LC-MS/MS analysis: Dried fractions were reconstituted in 0.1% trifluoroacetic acid (TFA) and analyzed on an Orbitrap Q Exactive HF mass spectrometer (Thermo Fisher Scientific, Waltham, MA, USA) coupled with a Thermo Dionex Ultimate 3000 RSLC nano-system. Peptides were loaded onto a PepMap C18 trapping column (2 μm, 75 μm × 20 mm) and separated on a PepMap C18 reversed-phase analytical column (2 μm, 75 μm × 150 mm, 100 Å) at a flow rate of 300 nL/min. The mobile phases consisted of buffer A (0.1% formic acid in water) and buffer B (80% acetonitrile, 0.1% formic acid), with a linear gradient of 4–90% buffer B over 65 min.

Mass spectrometry data were acquired in data-dependent acquisition (DDA) mode with a top-20 method. Full MS scans were acquired at a resolution of 60,000 (m/z 350–1800), and higher-energy collisional dissociation (HCD) fragmentation was performed on the top 20 precursor ions with a normalized collision energy of 35%. The automatic gain control (AGC) target was set to 3 × 10⁶, with a maximum injection time of 50 ms. Dynamic exclusion was set to 40 s.

Protein identification and label-free quantification: Raw MS data were processed using Proteome Discoverer (version 2.5; Thermo Fisher Scientific) with the SEQUEST HT search engine against the UniProt Rattus norvegicus reference proteome (downloaded February 2024). Search parameters: trypsin with up to two missed cleavages; precursor mass tolerance 10 ppm; fragment mass tolerance 0.02 Da; carbamidomethylation of cysteine as a fixed modification; oxidation of methionine; and acetylation of protein N-termini as variable modifications.

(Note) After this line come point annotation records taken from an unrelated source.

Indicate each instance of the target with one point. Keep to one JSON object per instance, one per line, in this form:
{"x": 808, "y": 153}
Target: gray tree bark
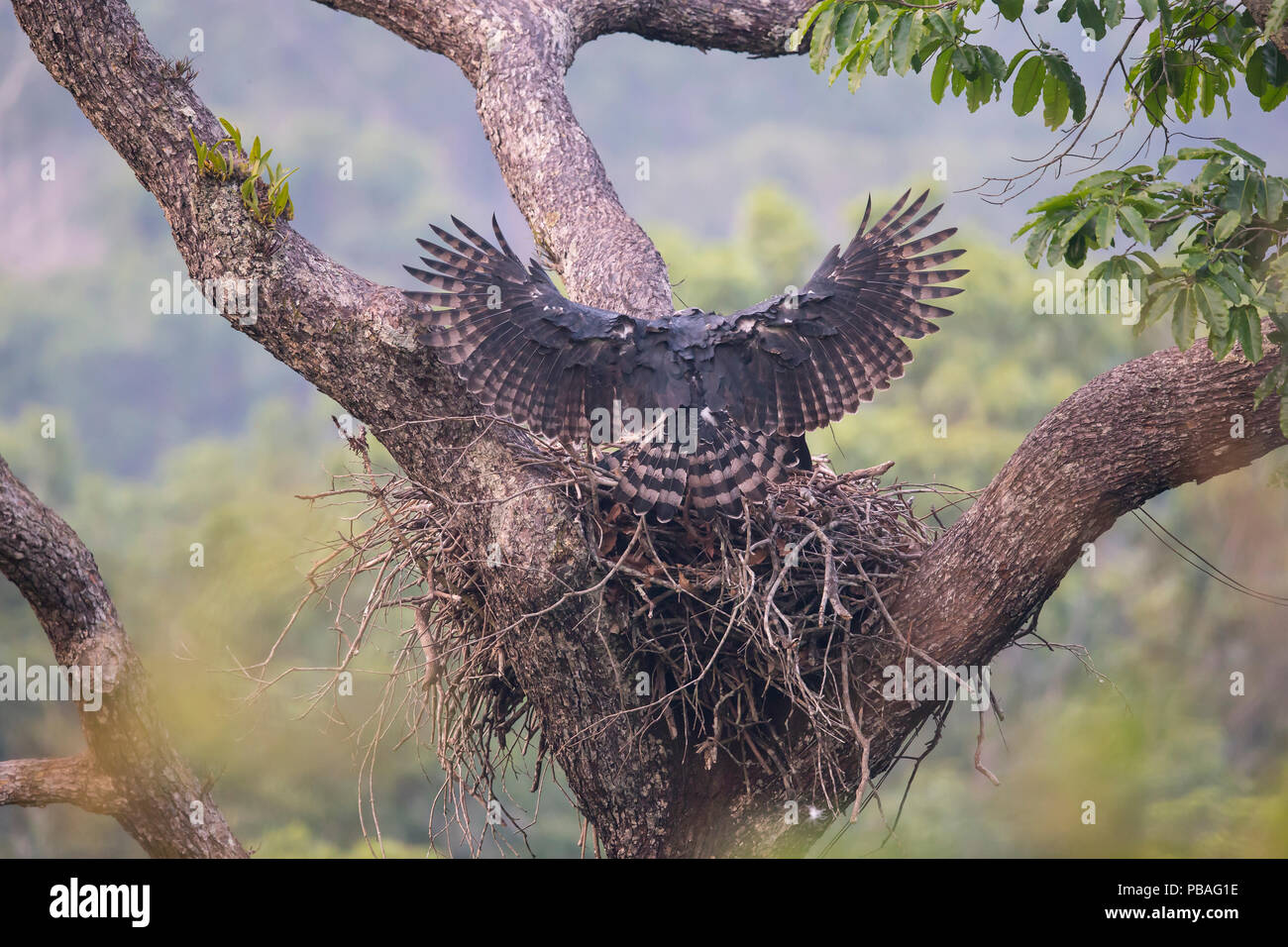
{"x": 1142, "y": 428}
{"x": 129, "y": 770}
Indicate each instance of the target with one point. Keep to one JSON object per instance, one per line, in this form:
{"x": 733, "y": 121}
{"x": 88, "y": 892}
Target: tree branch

Peptide spectral matches were filtered to a false discovery rate ≤ 1% using the Percolator algorithm. Protein-level abundance was quantified by Normalized Spectral Abundance Factor (NSAF) [26,27]: for each protein, NSAF = (spectral count/protein length) divided by the sum of (spectral count/protein length) across all proteins in the same run, providing a between-run comparable abundance estimate.

Differentially expressed protein (DEP) criteria: A protein was reported as differentially expressed when (i) it was detected (NSAF > 0) in both the diabetic control and the contrasted treatment group; (ii) the spectral count was ≥5 in both groups; and (iii) the NSAF fold change versus DC was ≥1.2 (upregulated) or ≤0.83 (downregulated). Per-protein significance was assessed using the G-test (likelihood-ratio test, 1 df) on the 2 × 2 spectral-count contingency table—the standard significance test for label-free spectral counting [28]—and Benjamini–Hochberg false-discovery-rate (BH-FDR) correction was applied across all comparable proteins within each contrast (q < 0.05). The complete per-protein quantitative output (NSAF, fold change, log2 fold change, G statistic, p value, BH-adjusted q value, and pathway annotation) is provided as Supplementary Table S1.

Bioinformatics analysis: Functional annotation and pathway enrichment analyses of DEPs were conducted using the STRING database (version 12.0, https://string-db.org, accessed on 20 May 2025) for protein–protein interaction networks, gene ontology (GO) enrichment (biological processes, cellular components, molecular functions), and Kyoto Encyclopedia of Genes and Genomes (KEGG) pathway analysis. Enrichment was considered significant at FDR < 0.05.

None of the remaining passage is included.